I bought a Schaum's with Precalculus questions; figured I'd review my pre. I'm not as rusty as I thought I'd be... but I'm screwing up this question for some reason:

16x^{4}-x^{2}y^{2}+y^{4}

The Attempt at a Solution

4x^{2}-xy+y^{2}

4x^{2}+4xy+y^{2}-xy-4xy

(2x+y)^{2}-3xy

?? I'm doing something wrong here.

 

[Gib Z]

Complete the square: (4x^2 + y^2) = 16x^4 + 8x^2y^2 + y^4.
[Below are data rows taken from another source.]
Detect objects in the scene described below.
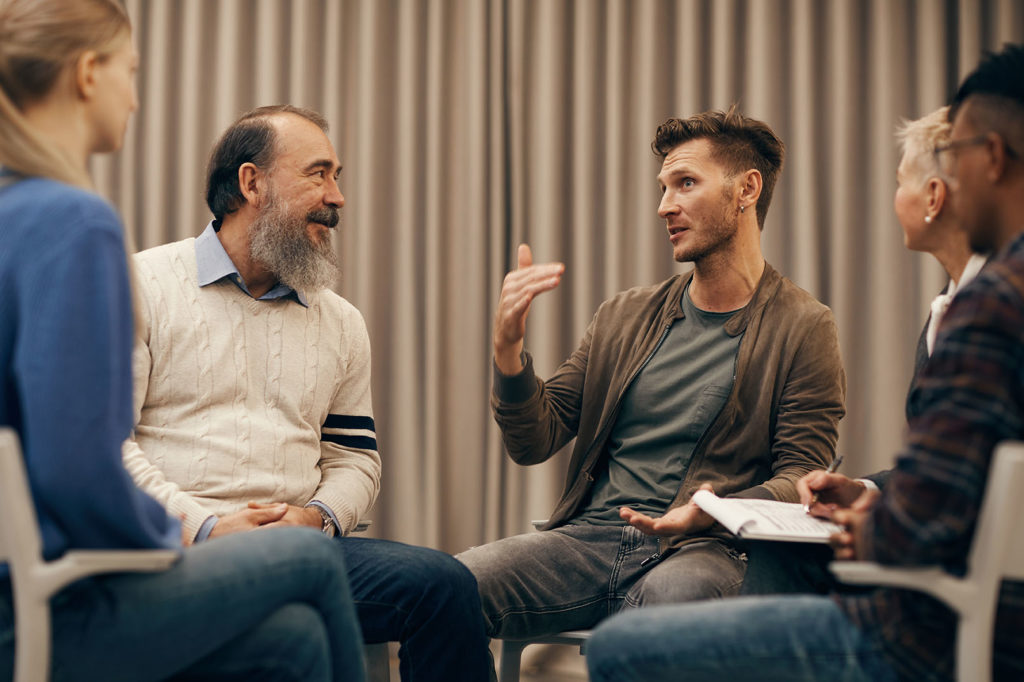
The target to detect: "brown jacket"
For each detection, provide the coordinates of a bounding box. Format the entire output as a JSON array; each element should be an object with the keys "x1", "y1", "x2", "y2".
[{"x1": 492, "y1": 263, "x2": 846, "y2": 551}]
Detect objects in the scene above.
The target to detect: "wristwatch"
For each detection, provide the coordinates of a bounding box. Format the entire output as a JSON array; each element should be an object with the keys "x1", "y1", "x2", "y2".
[{"x1": 314, "y1": 505, "x2": 337, "y2": 537}]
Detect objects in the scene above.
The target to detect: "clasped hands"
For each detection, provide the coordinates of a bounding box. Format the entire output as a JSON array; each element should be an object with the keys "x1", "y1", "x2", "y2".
[{"x1": 620, "y1": 472, "x2": 881, "y2": 560}]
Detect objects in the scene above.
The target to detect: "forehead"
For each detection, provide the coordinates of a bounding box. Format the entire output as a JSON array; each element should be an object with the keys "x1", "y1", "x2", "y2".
[
  {"x1": 270, "y1": 114, "x2": 340, "y2": 170},
  {"x1": 658, "y1": 138, "x2": 725, "y2": 180}
]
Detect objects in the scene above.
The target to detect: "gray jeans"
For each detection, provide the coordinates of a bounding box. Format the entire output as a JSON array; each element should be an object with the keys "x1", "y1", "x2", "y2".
[{"x1": 456, "y1": 524, "x2": 746, "y2": 638}]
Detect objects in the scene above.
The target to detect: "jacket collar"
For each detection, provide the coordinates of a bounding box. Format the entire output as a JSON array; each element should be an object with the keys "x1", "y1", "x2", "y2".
[{"x1": 661, "y1": 263, "x2": 782, "y2": 337}]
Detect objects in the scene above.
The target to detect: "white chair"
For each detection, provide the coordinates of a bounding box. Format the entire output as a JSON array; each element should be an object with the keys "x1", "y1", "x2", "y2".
[
  {"x1": 0, "y1": 427, "x2": 180, "y2": 682},
  {"x1": 830, "y1": 440, "x2": 1024, "y2": 682},
  {"x1": 499, "y1": 629, "x2": 591, "y2": 682}
]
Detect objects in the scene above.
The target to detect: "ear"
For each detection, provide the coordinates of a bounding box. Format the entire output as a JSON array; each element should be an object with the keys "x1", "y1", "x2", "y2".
[
  {"x1": 985, "y1": 132, "x2": 1011, "y2": 183},
  {"x1": 926, "y1": 176, "x2": 947, "y2": 219},
  {"x1": 737, "y1": 169, "x2": 763, "y2": 211},
  {"x1": 74, "y1": 50, "x2": 100, "y2": 100},
  {"x1": 237, "y1": 162, "x2": 267, "y2": 208}
]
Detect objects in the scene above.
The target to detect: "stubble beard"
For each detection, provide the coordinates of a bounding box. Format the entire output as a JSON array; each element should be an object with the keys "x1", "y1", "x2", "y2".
[
  {"x1": 674, "y1": 190, "x2": 741, "y2": 264},
  {"x1": 249, "y1": 192, "x2": 340, "y2": 293}
]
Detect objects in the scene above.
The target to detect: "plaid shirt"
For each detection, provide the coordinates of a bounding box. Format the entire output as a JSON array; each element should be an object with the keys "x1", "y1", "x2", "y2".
[{"x1": 838, "y1": 231, "x2": 1024, "y2": 681}]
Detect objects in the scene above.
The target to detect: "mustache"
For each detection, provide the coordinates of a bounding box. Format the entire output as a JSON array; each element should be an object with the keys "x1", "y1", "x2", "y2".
[{"x1": 308, "y1": 207, "x2": 340, "y2": 228}]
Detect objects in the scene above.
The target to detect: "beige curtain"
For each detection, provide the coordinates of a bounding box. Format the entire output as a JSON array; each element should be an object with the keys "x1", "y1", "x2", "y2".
[{"x1": 92, "y1": 0, "x2": 1024, "y2": 556}]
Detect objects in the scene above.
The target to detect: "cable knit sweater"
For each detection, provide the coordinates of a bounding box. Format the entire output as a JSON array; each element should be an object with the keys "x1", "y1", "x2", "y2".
[{"x1": 123, "y1": 237, "x2": 381, "y2": 540}]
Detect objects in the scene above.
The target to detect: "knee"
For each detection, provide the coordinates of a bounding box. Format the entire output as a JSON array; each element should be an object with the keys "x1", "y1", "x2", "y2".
[{"x1": 258, "y1": 603, "x2": 332, "y2": 682}]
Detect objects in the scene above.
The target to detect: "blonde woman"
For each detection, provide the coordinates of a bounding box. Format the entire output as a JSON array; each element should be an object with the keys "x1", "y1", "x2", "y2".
[{"x1": 0, "y1": 1, "x2": 364, "y2": 680}]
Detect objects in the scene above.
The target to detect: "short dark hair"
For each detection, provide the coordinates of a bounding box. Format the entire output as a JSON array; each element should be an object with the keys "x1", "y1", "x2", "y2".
[
  {"x1": 948, "y1": 44, "x2": 1024, "y2": 163},
  {"x1": 950, "y1": 43, "x2": 1024, "y2": 119},
  {"x1": 652, "y1": 105, "x2": 785, "y2": 229},
  {"x1": 205, "y1": 104, "x2": 330, "y2": 224}
]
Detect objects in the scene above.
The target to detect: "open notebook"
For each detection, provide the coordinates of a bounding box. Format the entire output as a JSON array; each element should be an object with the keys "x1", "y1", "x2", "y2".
[{"x1": 692, "y1": 489, "x2": 845, "y2": 543}]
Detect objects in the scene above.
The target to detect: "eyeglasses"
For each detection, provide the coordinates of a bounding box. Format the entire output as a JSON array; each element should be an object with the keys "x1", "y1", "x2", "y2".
[{"x1": 933, "y1": 132, "x2": 1019, "y2": 170}]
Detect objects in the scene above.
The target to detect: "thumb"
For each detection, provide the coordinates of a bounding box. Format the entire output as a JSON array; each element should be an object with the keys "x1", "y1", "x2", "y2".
[{"x1": 517, "y1": 243, "x2": 533, "y2": 269}]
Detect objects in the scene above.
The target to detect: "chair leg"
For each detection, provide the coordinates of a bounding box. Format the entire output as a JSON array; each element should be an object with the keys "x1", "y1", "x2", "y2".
[
  {"x1": 364, "y1": 642, "x2": 391, "y2": 682},
  {"x1": 498, "y1": 640, "x2": 527, "y2": 682},
  {"x1": 13, "y1": 596, "x2": 50, "y2": 682}
]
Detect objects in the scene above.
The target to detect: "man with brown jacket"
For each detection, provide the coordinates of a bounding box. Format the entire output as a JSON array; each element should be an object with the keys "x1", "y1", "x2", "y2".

So now express what you have as a difference between the perfect square, and another number =]

 

[moe darklight]

how did you get (4x^2 + y^2) from (2x+y)^{2}? wouldn't it be (4x^2 + y^2)^{2}? ... I'm guessing it's a typo, or else I'm really lost

ok, 16x^4 + 8x^2y^2 + y^4 leaves me with (4x^{2}+y^{2})^{2}-3xy ... but wouldn't that 3xy have to be a 3xy^{2} for me to be able to do a difference of a square? ... right now it's an a^{2}-b

EDIT: post #4

ugh, things like this frustrate me. I'll be doing just fine, and then a simple question like this comes along that I get all wrong... I wish I'd taken math in high school

 

[moe darklight]

wait... I square all of 4x^{2}+4xy+y^{2}-3xy and get

(4x^{2}+y^{2})^{2}-9xy^{2}

(4x^{2}+y^{2}-3xy)(4x^{2}+y^{2}+3xy)

right? ... you know, maybe the doctor's right and I do need Ritalin after all .

 

[Gib Z]

Well your first mistake is wrongly reducing 16x^{4}-x^{2}y^{2}+y^{4} to 4x^{2}-xy+y^{2}. What I am sure you meant was that 16x^{4}-x^{2}y^{2}+y^{4} =4u^{2}-uv+v^{2} where u= 4x^2 and v=y^2.

Instead, from post 2, we can see what you have is (4x^{2}+y^{2})^{2}-9xy^{2}, which you did factor properly =]

 

[moe darklight]

o boy there we go. thanks